Marina Ferragut es un ejemplo a seguir dentro del baloncesto femenino y del deporte en general. Así, la deportista ha reconocido que “actualmente, el baloncesto se ha colocado en un nivel mundial nunca antes visto, la Selección [Femenina] tiene medalla olímpica, medallas en europeos y en mundiales y la verdad es que tiene una gran proyección en cuanto a cuando yo jugaba a baloncesto que estábamos en un nivel más bajo”. Además, ha afirmado que “está mucho más apoyada por las instituciones  por los medios de comunicación”.

Sin embargo, todavía queda mucho recorrido por realizar porque el baloncesto no solo aporta valores deportivos sino que también proporciona valores vitales como el compromiso, la disciplina y el trabajo en equipo, valores que se pueden aplicar en cualquier aspecto de la vida cotidiana. Porque al final, tal y como concluye Marina Ferragut, es “esforzarse día a día por realizar algo que les gusta”.

De izquierda a derecha: Ferran Pizcueta, Rubén Oliver, Regina Llavata y Marina Ferragut en un acto sobre el 8M y el deporte/ Imagen propia

EL CAMINO CONTINÚA

A pesar de que la temporada se ha visto truncada por la crisis sanitaria provocada por el coronavirus, las ganas y la ilusión todavía continúan.

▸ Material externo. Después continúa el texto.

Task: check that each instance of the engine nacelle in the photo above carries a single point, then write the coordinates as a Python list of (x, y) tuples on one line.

Y el esfuerzo de las jugadoras por conseguir una igualdad entre hombres y mujeres en el baloncesto está bien presente. Tal y como afirma Alicia Cuenca, el baloncesto femenino es un “buen deporte para favorecer la igualdad ya que, por ejemplo, en edades tempranas, hasta la categoría infantil, los equipos son mixtos, promoviendo así el compañerismo y otros valores entre sexos”. 

Además, Cuenca añade que “hablando del nivel profesional, [el baloncesto] es uno de los deportes que más igualados, tanto física como técnicamente, la selección masculina y femenina, y eso es algo que deberíamos tener en cuenta a la hora de valorar uno y otro”.

El baloncesto rompe barreras. El sénior femenino del C.B. La Pobla es un ejemplo de ello. También lo es de compañerismo e igualdad para el resto de clubes de la comarca del Camp de Túria. Tras obtener la última victoria, y antes de paralizar la actividad por la COVID-19, el ambiente en los entrenamientos era más relajado. Las bromas en la pista y fuera de ella no cesan. Las jugadoras están contentas, pero saben que nadie regala nada y, puesto que el camino continúa, ya están preparándose para empezar la siguiente temporada y seguir la racha.